書き初めは、新年になって初めて書や画を書くことで、正月二日に行われる。正月二日は、仕事の準備をしたり、稽古を始める儀式の日。元日にもまして重要な日なのだ。なにごとも縁起のいい日に始めると必ず続くといわれていることから、初荷・仕事始め・鍬始め・舞い始め・謡い始め・初釜……と、書に限らず、事はこの日に始められる。

書はその人物を語るとさえいわれ、今では想像もつかないほど重要だったことから、書き初めはとても大切な儀式だった。
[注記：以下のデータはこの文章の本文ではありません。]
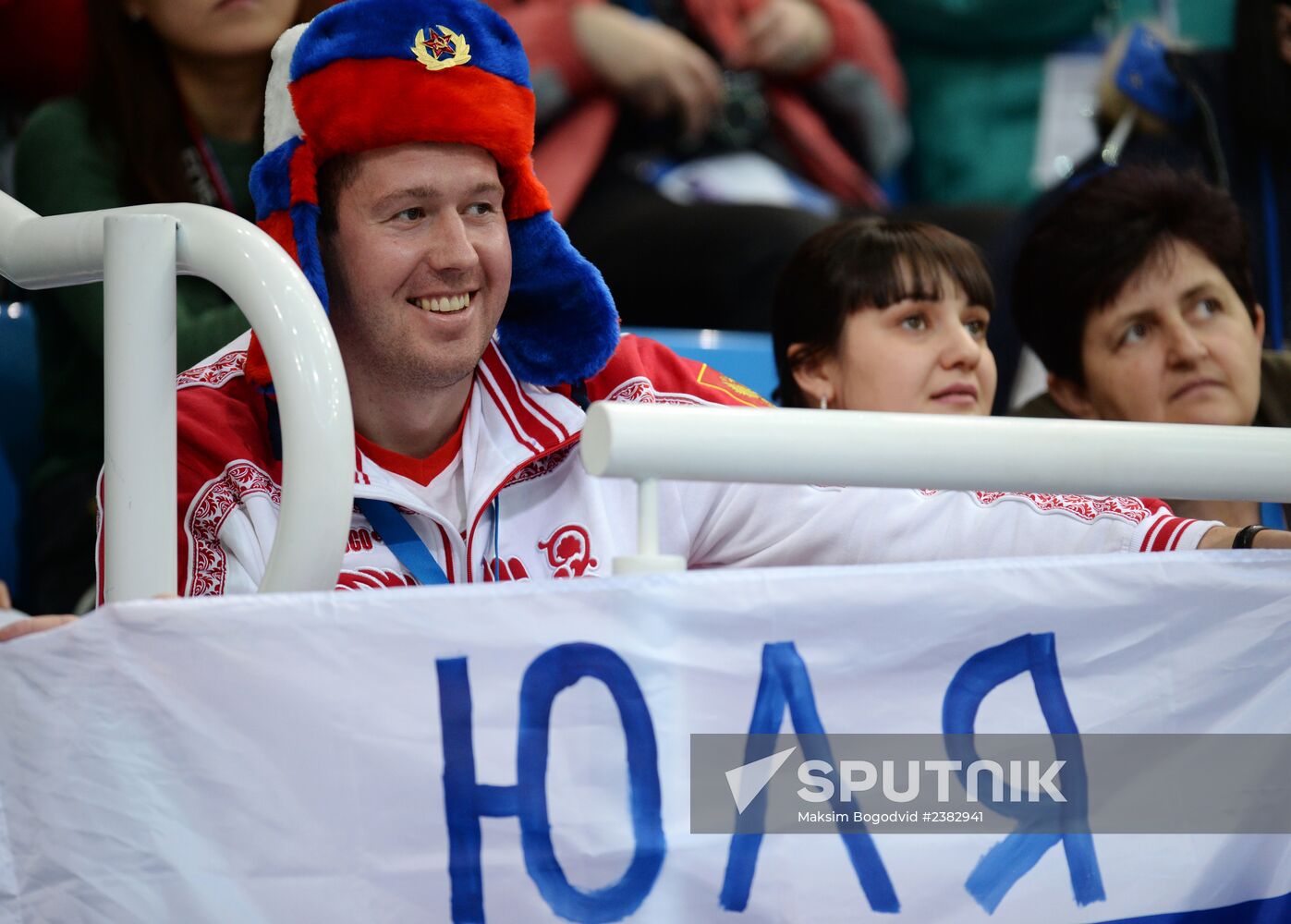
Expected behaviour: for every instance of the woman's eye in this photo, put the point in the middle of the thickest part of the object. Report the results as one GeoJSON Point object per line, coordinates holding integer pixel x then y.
{"type": "Point", "coordinates": [914, 322]}
{"type": "Point", "coordinates": [1134, 334]}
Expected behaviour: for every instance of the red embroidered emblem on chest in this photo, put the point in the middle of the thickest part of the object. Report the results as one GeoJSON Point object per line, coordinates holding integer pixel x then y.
{"type": "Point", "coordinates": [372, 578]}
{"type": "Point", "coordinates": [568, 552]}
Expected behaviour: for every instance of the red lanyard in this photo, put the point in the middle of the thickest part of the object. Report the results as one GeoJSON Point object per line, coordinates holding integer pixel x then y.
{"type": "Point", "coordinates": [212, 188]}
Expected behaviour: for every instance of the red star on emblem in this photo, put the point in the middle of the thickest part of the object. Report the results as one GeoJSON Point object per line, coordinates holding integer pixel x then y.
{"type": "Point", "coordinates": [438, 44]}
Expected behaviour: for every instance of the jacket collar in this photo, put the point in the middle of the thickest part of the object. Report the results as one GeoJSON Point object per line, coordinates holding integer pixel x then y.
{"type": "Point", "coordinates": [507, 425]}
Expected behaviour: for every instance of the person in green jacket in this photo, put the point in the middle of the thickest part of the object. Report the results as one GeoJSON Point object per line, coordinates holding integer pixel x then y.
{"type": "Point", "coordinates": [171, 113]}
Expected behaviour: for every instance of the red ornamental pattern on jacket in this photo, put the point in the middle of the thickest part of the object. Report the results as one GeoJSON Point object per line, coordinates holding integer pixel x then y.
{"type": "Point", "coordinates": [210, 565]}
{"type": "Point", "coordinates": [568, 552]}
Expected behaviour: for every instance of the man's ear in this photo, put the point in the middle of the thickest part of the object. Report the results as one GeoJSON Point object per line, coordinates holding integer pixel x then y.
{"type": "Point", "coordinates": [1072, 397]}
{"type": "Point", "coordinates": [815, 376]}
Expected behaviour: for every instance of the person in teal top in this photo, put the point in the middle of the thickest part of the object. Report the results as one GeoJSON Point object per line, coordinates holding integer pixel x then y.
{"type": "Point", "coordinates": [976, 74]}
{"type": "Point", "coordinates": [171, 113]}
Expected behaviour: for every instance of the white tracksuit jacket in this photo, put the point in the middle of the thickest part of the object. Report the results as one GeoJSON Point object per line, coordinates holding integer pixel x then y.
{"type": "Point", "coordinates": [519, 444]}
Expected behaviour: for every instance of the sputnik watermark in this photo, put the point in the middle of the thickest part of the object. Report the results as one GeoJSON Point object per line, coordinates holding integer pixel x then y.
{"type": "Point", "coordinates": [861, 776]}
{"type": "Point", "coordinates": [976, 784]}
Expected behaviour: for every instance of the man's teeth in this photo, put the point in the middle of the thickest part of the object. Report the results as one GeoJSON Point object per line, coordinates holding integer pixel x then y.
{"type": "Point", "coordinates": [447, 303]}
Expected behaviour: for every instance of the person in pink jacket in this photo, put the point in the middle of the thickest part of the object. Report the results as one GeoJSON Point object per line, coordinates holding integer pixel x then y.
{"type": "Point", "coordinates": [691, 146]}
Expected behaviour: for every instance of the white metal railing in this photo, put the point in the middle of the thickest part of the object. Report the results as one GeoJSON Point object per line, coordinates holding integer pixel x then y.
{"type": "Point", "coordinates": [137, 253]}
{"type": "Point", "coordinates": [647, 442]}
庶民の間に浸透したのは江戸時代、寺子屋教育が始まってからだが、平安時代すでに宮中には吉書初めの行事があった。

  • 若水ですった墨でおめでたい詞を書く

書き初め用の筆と墨は常に新しいものを用意する。部屋には学問の神様、菅原道真公の画像を掛け、その年の恵方に向かって若水で墨をすり、筆を取って、おめでたい詩歌やし詞、自作の賀頌をしたためる。和歌では「君が代は千代に八千代にさざれ石の巌となりて苔のむすまで」、漢詩では「長生殿裏春秋富 不老門前日月遅」が江戸時代よりの定番。ともに『和漢朗詠集』の「祝」の部分に載っている。

吉書は神棚に上げておくか、部屋に飾り、正月十五日のどんど焼きの火で焼く。これを吉書揚げといって、紙が高く燃え上がれば上がるほど、腕前は上達するといわれている。

正月二日は仕立屋さんも、縫い始めの日として、布に一針だけでも針を通す。すると一年中仕事に困らないとか。作家を志すなら一文なりとも書いてみよう。ピアノが上手になりたいのなら一曲なりとも弾いてみよう。仕事も芸術もスポーツも、なにごとも初めが肝心。正月二日、襟を正し、さわりだけでもやってみるといいかもしれない。